Un cas italien emblématique est celui de Carol Rama (1918-2015), une artiste visionnaire et rebelle qui a réussi à subvertir les récits imposés sur la folie et la féminité. Bien que son enfance se soit déroulée dans des conditions aisées, sa vie a rapidement été marquée par de profonds traumatismes, comme le suicide de son père et l’internement de sa mère dans un asile, des événements qui ont influencé sa sensibilité artistique et transformé la peinture en une forme de thérapie et de survie. Ses premières œuvres montrent des corps féminins dans des poses explicites et dérangeantes qui lui viennent de ses souvenirs quand elle allait rendre visite à sa mère : « [...] je ne réalisais pas que j’étais dans un milieu de folie et [...] j’ai vu ces femmes, accroupies sur le sol, les jambes ouvertes, les fesses à l’air, et j’ai pensé que le monde entier était comme ça, non ? ».  C’est ainsi que sa perception du monde se transforme, l’amenant à considérer la normalité comme une construction sociale et à reconnaître la folie comme un état qui défie les conventions. L’image de ces femmes, trop éloignées des attentes sociales, a contribué à façonner son approche artistique, dans laquelle l’irrégularité, la transgression et le sexe comme instrument de lutte sont devenus des éléments essentiels de son art.

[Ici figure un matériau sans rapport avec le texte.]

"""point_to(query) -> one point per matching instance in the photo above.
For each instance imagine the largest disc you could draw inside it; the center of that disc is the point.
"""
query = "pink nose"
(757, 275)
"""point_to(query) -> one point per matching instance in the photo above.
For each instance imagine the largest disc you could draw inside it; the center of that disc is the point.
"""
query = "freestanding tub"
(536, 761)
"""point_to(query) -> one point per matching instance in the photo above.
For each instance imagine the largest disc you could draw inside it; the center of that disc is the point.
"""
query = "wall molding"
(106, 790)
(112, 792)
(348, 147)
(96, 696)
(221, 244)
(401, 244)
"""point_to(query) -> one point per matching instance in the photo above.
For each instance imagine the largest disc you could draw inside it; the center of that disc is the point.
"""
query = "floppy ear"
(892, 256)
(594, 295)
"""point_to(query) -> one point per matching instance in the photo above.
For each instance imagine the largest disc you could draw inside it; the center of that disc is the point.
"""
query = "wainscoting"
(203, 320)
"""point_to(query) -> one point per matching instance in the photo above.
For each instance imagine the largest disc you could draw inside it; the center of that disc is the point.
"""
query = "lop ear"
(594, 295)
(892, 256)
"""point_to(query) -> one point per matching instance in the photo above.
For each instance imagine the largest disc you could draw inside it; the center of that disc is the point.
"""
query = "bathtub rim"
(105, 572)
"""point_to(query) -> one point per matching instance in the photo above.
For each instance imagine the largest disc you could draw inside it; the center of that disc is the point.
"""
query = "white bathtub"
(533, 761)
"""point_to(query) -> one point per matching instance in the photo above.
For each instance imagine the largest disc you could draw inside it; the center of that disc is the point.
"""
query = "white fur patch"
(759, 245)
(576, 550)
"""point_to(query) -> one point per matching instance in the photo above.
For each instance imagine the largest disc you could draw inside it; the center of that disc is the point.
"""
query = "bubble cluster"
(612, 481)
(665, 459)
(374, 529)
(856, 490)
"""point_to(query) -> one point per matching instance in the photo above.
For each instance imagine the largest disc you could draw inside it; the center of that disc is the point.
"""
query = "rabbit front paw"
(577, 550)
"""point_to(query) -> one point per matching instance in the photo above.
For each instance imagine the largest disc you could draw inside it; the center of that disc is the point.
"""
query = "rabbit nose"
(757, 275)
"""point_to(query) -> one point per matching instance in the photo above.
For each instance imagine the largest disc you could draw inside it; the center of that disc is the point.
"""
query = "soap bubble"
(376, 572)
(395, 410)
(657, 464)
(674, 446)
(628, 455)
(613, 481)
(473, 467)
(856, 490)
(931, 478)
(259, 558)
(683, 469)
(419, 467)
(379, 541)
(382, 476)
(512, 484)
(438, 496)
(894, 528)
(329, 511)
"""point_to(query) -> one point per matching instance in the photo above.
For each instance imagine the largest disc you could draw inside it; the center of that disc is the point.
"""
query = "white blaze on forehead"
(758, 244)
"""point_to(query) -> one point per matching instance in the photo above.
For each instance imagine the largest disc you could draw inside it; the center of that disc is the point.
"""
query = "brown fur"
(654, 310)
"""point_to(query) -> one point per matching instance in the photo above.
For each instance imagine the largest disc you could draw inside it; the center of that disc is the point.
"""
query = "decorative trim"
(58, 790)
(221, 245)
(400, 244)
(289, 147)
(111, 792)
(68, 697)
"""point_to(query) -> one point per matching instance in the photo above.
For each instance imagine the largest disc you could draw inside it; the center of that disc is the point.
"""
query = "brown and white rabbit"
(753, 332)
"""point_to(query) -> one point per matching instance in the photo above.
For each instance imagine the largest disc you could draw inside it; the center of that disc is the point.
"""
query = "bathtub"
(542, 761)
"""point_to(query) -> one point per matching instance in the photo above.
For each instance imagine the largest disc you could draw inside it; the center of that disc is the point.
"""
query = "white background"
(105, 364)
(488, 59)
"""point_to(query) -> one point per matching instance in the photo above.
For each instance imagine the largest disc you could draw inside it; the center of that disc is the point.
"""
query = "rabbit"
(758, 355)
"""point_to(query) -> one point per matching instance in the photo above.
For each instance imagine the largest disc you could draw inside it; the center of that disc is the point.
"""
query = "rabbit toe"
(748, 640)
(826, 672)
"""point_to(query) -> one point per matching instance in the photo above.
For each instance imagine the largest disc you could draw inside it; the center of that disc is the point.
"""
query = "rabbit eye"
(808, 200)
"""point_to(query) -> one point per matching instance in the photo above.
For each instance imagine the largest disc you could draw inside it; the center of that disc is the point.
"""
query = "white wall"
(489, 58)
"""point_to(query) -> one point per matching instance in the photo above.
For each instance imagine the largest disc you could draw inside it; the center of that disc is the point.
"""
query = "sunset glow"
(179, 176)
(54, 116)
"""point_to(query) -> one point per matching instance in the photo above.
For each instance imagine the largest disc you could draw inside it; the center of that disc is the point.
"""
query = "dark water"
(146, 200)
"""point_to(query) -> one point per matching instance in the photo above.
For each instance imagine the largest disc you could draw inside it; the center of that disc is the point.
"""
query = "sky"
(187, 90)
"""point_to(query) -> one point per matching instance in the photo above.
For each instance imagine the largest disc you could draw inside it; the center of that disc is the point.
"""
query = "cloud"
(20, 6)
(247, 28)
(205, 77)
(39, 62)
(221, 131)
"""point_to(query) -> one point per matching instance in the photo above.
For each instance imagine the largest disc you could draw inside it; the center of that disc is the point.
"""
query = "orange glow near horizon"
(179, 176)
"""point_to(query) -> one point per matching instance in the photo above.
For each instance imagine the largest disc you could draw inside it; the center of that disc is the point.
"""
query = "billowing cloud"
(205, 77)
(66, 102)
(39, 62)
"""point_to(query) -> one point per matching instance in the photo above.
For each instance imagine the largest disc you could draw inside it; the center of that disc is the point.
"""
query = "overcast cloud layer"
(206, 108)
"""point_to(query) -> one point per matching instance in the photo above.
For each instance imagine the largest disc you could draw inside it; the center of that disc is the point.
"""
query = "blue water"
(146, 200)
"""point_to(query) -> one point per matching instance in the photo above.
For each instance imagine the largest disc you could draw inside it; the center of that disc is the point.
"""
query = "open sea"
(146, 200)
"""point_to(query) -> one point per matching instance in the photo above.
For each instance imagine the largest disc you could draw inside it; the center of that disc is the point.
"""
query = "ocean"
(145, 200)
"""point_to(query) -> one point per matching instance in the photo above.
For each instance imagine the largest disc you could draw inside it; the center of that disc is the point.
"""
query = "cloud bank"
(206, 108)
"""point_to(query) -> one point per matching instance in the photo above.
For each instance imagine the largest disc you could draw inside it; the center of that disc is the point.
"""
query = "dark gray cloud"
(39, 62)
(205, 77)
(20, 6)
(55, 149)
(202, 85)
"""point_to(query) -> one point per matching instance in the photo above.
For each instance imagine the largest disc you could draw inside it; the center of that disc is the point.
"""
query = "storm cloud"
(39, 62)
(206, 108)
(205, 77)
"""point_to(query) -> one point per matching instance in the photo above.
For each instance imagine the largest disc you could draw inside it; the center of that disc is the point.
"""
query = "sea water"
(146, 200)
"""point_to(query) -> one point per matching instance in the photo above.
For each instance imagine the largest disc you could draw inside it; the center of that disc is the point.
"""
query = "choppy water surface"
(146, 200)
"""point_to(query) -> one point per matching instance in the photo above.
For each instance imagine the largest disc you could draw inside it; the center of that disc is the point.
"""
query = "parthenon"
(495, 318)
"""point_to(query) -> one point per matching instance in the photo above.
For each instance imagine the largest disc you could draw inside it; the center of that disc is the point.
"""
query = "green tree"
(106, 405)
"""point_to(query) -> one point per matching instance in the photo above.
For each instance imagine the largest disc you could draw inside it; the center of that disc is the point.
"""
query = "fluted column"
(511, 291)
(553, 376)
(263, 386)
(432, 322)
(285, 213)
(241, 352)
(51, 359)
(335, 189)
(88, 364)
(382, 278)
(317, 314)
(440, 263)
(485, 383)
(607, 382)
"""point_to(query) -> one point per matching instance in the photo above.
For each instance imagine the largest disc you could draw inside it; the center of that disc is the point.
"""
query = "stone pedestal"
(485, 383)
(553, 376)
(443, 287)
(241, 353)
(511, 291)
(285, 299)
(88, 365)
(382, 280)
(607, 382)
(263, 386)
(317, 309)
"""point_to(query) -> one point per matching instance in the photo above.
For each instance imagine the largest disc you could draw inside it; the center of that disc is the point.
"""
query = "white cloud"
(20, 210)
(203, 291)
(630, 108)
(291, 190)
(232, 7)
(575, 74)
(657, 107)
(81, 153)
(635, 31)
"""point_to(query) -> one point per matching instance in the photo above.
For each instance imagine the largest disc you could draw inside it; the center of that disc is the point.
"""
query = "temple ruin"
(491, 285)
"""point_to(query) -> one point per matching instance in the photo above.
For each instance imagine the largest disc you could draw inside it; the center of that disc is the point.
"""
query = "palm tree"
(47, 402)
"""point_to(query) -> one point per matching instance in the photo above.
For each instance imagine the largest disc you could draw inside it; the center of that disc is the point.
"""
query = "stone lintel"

Carol Rama ne s’est jamais définie de folle, mais a joué avec le concept de « déviance », rejetant les étiquettes psychiatriques et transformant la douleur en art subversif. Sa production est passée par différentes phases, des premières aquarelles à des assemblages plus audacieux, pour aboutir à des œuvres qui interrogent la folie et la marginalité. Aujourd’hui, elle est reconnue comme l’une des artistes les plus originales et révolutionnaires du XXe siècle, célèbre pour sa capacité à subvertir les frontières entre normalité et folie, intimité et provocation. Son exploration du corps et de la matière, loin des étiquettes de consommation facile, offre de nouvelles clés d’interprétation à son œuvre, qui reste un puissant acte de rébellion et de liberté, où la folie devient une forme extrême de lucidité et le sexe un instrument de lutte sociale et politique.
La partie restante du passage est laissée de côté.